Der Rückschnitt der Pflanze erfolgt direkt bei der Ernte. Schneiden Sie mit einer scharfen Schere oder einem Messer bis zu 5 Zentimeter lange Triebspitzen ab. Ernten Sie immer nur so viel, wie Sie unmittelbar auch verbrauchen können. Denn die Blätter verlieren ihr schmackhaftes Aroma im trockenen Zustand fast vollständig. Durch den Schnitt regen Sie die Pflanze gleichzeitig zu einem verstärkten buschigen Austrieb an. Wenn notwendig, können Sie das Kraut auch bis zu 2/3 einkürzen. Das ist vor alledem dann notwendig, wenn das Laub kümmert oder Sie längere Zeit keine Triebe geschnitten haben. Welke und abgestorbene Pflanzenteile können Sie übrigens ganzjährig entfernen.

Tipp: Mit Pilzkraut lassen sich Pfannengerichte, Suppen und auch Soßen schmackhaft verfeinern und würzen. Geben Sie die Blätter erst kurz vor Ende der Garzeit hinzu und lassen Sie diese ausreichend ziehen.

Überwintern

Das Gewürzkraut reagiert empfindlich auf niedrige Temperaturen. Sobald die Temperaturen im Garten auch nachts unter 10°C sinken, sollten Sie die Pflanze in einen hellen, warmen Raum umsiedeln.
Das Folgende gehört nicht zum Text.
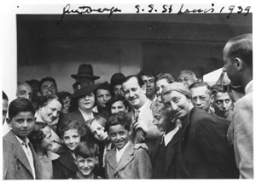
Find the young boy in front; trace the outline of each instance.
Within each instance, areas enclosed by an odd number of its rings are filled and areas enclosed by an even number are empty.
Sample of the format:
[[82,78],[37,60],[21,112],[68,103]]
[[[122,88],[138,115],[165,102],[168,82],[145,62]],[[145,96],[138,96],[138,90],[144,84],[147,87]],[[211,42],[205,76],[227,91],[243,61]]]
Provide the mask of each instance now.
[[40,160],[27,135],[32,131],[35,109],[25,98],[13,100],[6,122],[12,128],[3,139],[3,179],[40,179]]
[[67,120],[61,125],[60,134],[66,150],[57,160],[53,161],[54,179],[70,179],[76,173],[74,149],[81,142],[84,131],[76,120]]
[[135,149],[130,139],[131,119],[125,112],[109,117],[105,129],[114,147],[106,154],[107,179],[150,179],[149,156],[142,148]]
[[99,163],[99,146],[93,142],[81,142],[75,150],[75,163],[78,171],[73,179],[102,179],[95,174],[94,170]]

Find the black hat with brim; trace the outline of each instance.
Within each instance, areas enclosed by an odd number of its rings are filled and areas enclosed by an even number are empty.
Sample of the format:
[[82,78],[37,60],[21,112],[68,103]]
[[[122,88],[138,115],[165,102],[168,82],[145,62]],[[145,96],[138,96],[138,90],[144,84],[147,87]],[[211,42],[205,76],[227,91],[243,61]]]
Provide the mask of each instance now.
[[79,89],[77,89],[73,95],[71,95],[72,99],[79,98],[89,94],[90,93],[95,91],[98,88],[98,85],[86,85],[81,87]]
Überwintert wird bei 12 bis 17°C, bei kühleren Temperaturen wirft das Pilzkraut sein Laub ab und unter Umständen bleibt die Blüte aus. Auch im Winter sollten Sie regelmäßig gießen, die Versorgung mit Nährstoffen darf allerdings nur mäßig erfolgen.

Fazit

Das Gewürz- und Kräuterkraut mit seinem pilzähnlichen Geschmack stellt eine Bereicherung für die heimische Küche dar und lässt sich im Sommer auch auf der Terrasse oder dem sonnigen Balkon kultivieren. Pilzkraut bietet Hobbyköchen eine willkommene Abwechslung, darüber hinaus ist Rungia klossii reich an Vitaminen.